La gestión financiera de una región tan vasta y compleja como Aysén es una tarea de alta ingeniería. Magdalena Léniz García, Jefa de la División de Presupuesto e Inversión del Gobierno Regional (GORE), ha detallado en una entrevista con el periodista Hugo Araya Leiva, en el programa «Conversaciones con el Gobierno Regional de Aysén y su Consejo» de Radio45Sur, el titánico esfuerzo que ha supuesto ordenar las cuentas públicas desde que la nueva administración asumió en enero. Léniz describió un panorama inicial marcado por el «harto desorden», pero celebró los avances que han llevado a la región del último al quinto puesto en ejecución presupuestaria a nivel país y a recibir un reconocimiento por su eficiencia. El objetivo final, subraya, es que «Aysén vuelva a crecer».
Un «desorden» inicial y la meta del 99% de ejecución
Al llegar al cargo proveniente del sector privado, la personera del Gore confiesa que su primera impresión fue la de una gestión desorganizada. «Lo primero que me llamó la atención fue que había como harto desorden en cuanto a la gestión, en cuanto a los números, al seguimiento de las rendiciones», explicó. Aunque la ejecución presupuestaria estaba clara, las rendiciones de cuentas estaban «muy desordenadas», sin herramientas adecuadas para un control efectivo. El primer paso, afirma, fue levantar información para obtener «visibilidad» de una situación que carecía de un panorama claro a nivel de detalle.
Hoy, la situación es distinta. El GORE de Aysén apunta a cerrar el año con una ejecución de entre el 98% y el 99%. «No llegamos al 100% porque la Dipres (Dirección de Presupuestos) no nos deja hacer modificaciones presupuestarias más allá de octubre», aclaró Léniz, señalando que la inversión se concentra a final de año por proyectos estacionales, como los del agro o eventos de Sernatur, cuyas rendiciones llegan en los últimos meses.
El desafío de los «proyectos de arrastre»
Uno de los mayores retos ha sido abordar los llamados «proyectos de arrastre», iniciativas de años anteriores con problemas pendientes. Para ello, la Ingeniera Comercial de la PUC distinguió dos tipos: los proyectos ya terminados pero con observaciones administrativas, donde se ha logrado rebajar la cuenta pendiente en más de un 60%; y los programas que, tras años de ejecución, no estaban cumpliendo sus objetivos.

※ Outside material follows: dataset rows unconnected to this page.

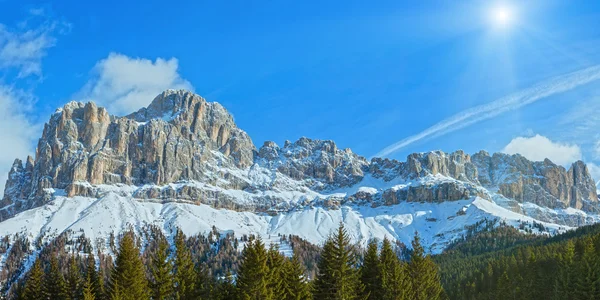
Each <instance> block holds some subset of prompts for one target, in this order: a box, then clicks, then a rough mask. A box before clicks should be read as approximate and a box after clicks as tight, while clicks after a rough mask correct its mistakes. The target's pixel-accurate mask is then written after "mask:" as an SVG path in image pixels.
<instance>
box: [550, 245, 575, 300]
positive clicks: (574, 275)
mask: <svg viewBox="0 0 600 300" xmlns="http://www.w3.org/2000/svg"><path fill="white" fill-rule="evenodd" d="M574 258H575V244H574V243H573V241H567V243H566V244H565V248H564V249H563V252H562V253H561V255H560V256H559V257H558V274H557V277H556V283H555V284H554V289H553V292H554V294H553V297H552V298H553V299H556V300H558V299H568V298H569V295H572V294H573V292H574V291H573V285H574V284H575V282H574V278H575V276H576V273H575V272H574V271H575V270H574Z"/></svg>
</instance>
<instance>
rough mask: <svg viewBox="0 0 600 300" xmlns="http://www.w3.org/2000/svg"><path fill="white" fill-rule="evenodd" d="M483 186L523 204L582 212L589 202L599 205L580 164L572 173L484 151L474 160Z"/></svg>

Sobre estos últimos, la decisión no fue un término anticipado, sino «no dar más prórrogas», obligando a cerrar los ciclos. «El gobernador me dijo: para qué vamos a seguir aprobando más cartera si en la práctica necesitamos que se ejecuten los proyectos anteriores», comentó, explicando que la inflación dejaba los presupuestos antiguos desfasados y las licitaciones desiertas.
Premio a la eficiencia y un presupuesto para 2025
El buen desempeño no ha pasado desapercibido. El Gobierno Regional recibió recientemente 412 millones de pesos a través de un «decreto de eficiencia» de la Dipres, un premio destinado a las regiones con mejor ejecución. «Se le entregó a las regiones que estaban con mejor ejecución y que la Dipres proyecta que puedan necesitar mayor presupuesto durante este año. Es una muy buena señal», afirmó Léniz.
De cara al próximo año, se proyecta un presupuesto del Fondo Nacional de Desarrollo Regional (FNDR) que rondará los 82.000 millones de pesos, una cifra similar a la de este año. La diferencia, según la jefa, radicará en la planificación.
Hacia una gestión planificada y menos estacional
Uno de los objetivos estratégicos es romper la fuerte estacionalidad de la inversión pública, concentrada en los meses de verano. ¿La fórmula? Planificar. «Las adquisiciones, las compras de buses, de equipamiento para los hospitales, eso no depende del tiempo», argumentó. La estrategia para 2025 es licitar estas compras durante el verano para que los bienes lleguen en los meses de invierno, dinamizando la economía regional todo el año.
«Este año (la ejecución) ha sido buena, pero ha sido muy difícil lograrla. Hemos tenido que estar muy encima», confesó Léniz, atribuyendo el éxito al esfuerzo de su equipo. «Para el otro año ya nos estamos preparando. Se puede planificar mejor para que sea menos sufrida y un poco más fluida». El objetivo es claro y ambicioso: que la gestión ordenada se traduzca en obras, empleo y desarrollo. «Que haya pega para todos, que el que se quiera emplear pueda ir a tocarle la puerta a una empresa constructora y haya trabajo. Ese es un poco el objetivo», sentenció.